Filozoficzne misje metalowego wojownika – recenzja komiksu „Żywa stal” Eduarda Mazzitelliego i Enrique Alcateny

25 maja 2020

Eduardo Mazzitelli, Enrique Alcatena „Żywa stal”, tłum. Jakub Jankowski, wyd. Mandioca
Ocena: 9 / 10

Hark to imię łotra i nikczemnika, który ostatecznie stał się niepokonanym herosem. Cena, jaką przyszło mu jednak zapłacić za przemianę, okazała się wyjątkowa kosztowna. „Żywa stal” to próba odpowiedzi na pytanie, co stanowi istotę człowieczeństwa. To prawdopodobnie jedno z najoryginalniejszych dzieł spod znaku heroic fantasy, które znaleźć możemy obecnie na rynku.

„Żywa stal” stanowi efekt artystycznej współpracy rysownika Enrique Alcateny oraz pisarza Eduardo Mazzitelliego. Można powiedzieć, że argentyńscy twórcy zrealizowali komiksową epopeję, choć Hark nie zawsze zasługuje na to, aby być opiewanym w kronikach. Na samym początku poznajemy go jako więźnia Arcypana, władcy nienazwanej krainy, w której rozgrywa się akcja komiksu. Bohater nie jest jednak przeznaczony na stracenie, jego przyszłość związana jest bowiem z przerażającym eksperymentem. W ciało nieszczęśnika ma być wlana żywa stal, tajemnicza substancja, dzięki której Hark stanie się maszyną do zabijania. Zyskując nadludzką moc, stopniowo traci jednak pierwiastki człowieczeństwa.

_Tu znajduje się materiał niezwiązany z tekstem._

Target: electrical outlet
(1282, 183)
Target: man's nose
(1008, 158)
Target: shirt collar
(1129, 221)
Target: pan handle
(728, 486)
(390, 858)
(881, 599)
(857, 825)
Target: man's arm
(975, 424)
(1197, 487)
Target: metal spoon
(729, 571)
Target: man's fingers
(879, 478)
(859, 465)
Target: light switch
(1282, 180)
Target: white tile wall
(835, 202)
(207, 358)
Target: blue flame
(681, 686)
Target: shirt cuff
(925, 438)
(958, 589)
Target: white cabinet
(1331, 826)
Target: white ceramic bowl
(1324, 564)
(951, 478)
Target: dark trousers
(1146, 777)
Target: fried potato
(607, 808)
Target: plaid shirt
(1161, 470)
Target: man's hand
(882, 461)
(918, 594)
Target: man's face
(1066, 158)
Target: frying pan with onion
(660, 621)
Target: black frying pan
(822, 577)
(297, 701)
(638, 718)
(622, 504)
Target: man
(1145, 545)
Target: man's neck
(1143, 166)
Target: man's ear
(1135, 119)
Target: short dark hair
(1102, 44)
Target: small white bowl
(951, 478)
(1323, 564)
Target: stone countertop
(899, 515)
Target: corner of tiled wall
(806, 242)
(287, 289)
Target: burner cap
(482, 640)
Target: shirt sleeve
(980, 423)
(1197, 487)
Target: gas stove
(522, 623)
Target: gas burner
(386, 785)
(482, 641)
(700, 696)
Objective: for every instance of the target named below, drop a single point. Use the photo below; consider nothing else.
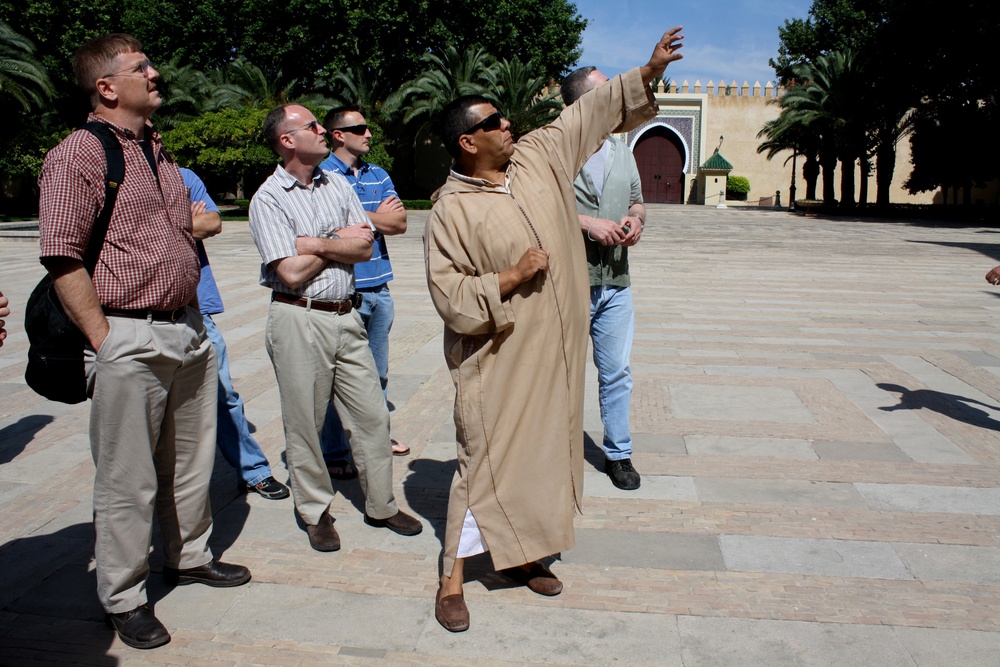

Drogę bohatera znaczą przemoc, krew i łzy. Mazzitelli zadbał o dramaturgiczny rys historii. Hark pomyślany był jako bezwolny niewolnik, swoiste monstrum Frankesteina, potwór w metalowej zbroi. W wyniku eksperymentu Arcydziadka – maga, mędrca i szarlatana w jednym – pancerz stał się tak naprawdę jego ciałem. Wojownik na nowo uczy się poznawać rzeczywistość, nazywać swoje emocje, zaspokajać pragnienia, wreszcie szukać sensu. I o tym właśnie, między innymi, opowiada „Żywa stal”. W komiksie ewoluuje nie tylko Hark, ale również postaci drugoplanowe, żeby przywołać chociażby Ru Ais Lamp Siloga oraz Eqa Rhotaxmarca, skonfliktowanych magów, którzy pragną zrozumieć tajemnicę nieśmiertelności i zyskać najwyższą pozycję w hierarchii.

Dysponując tylko czernią i bielą Alcatena stworzył dość umowny świat znajdujący się poza czasem. Narysował pałacowe wnętrza należące do różnych watażków i frywolnych władczyń, nadał kształt opuszczonym kopalniom, położył fundament pod mroczne świątynie i niecodzienne targowiska. Wizualny język jest niezwykle wyrafinowany, wielowymiarowy. Aby docenić jego piękno, będziemy musieli udać się na „Spacer po piekle”, trafić do „Złotego miasta”, a potem spotkać „Enigmatyczkę”.

„Żywa stal” to opowieść przesiąknięta symboliką, mitologicznymi motywami z różnych kręgów kulturowych, filozoficzna w wymowie. Nie brakuje jednak w niej też żywiołowej akcji – naznaczonej dramaturgią, subtelną erotyką i grozą. Dzieje Harka przypominają halucynacje, oniryczną podróż w nieznane. To przepięknie wydany komiks, do którego warto wracać. Treść jest bowiem interesująca, natomiast wizualizacje – prawdziwie magiczne.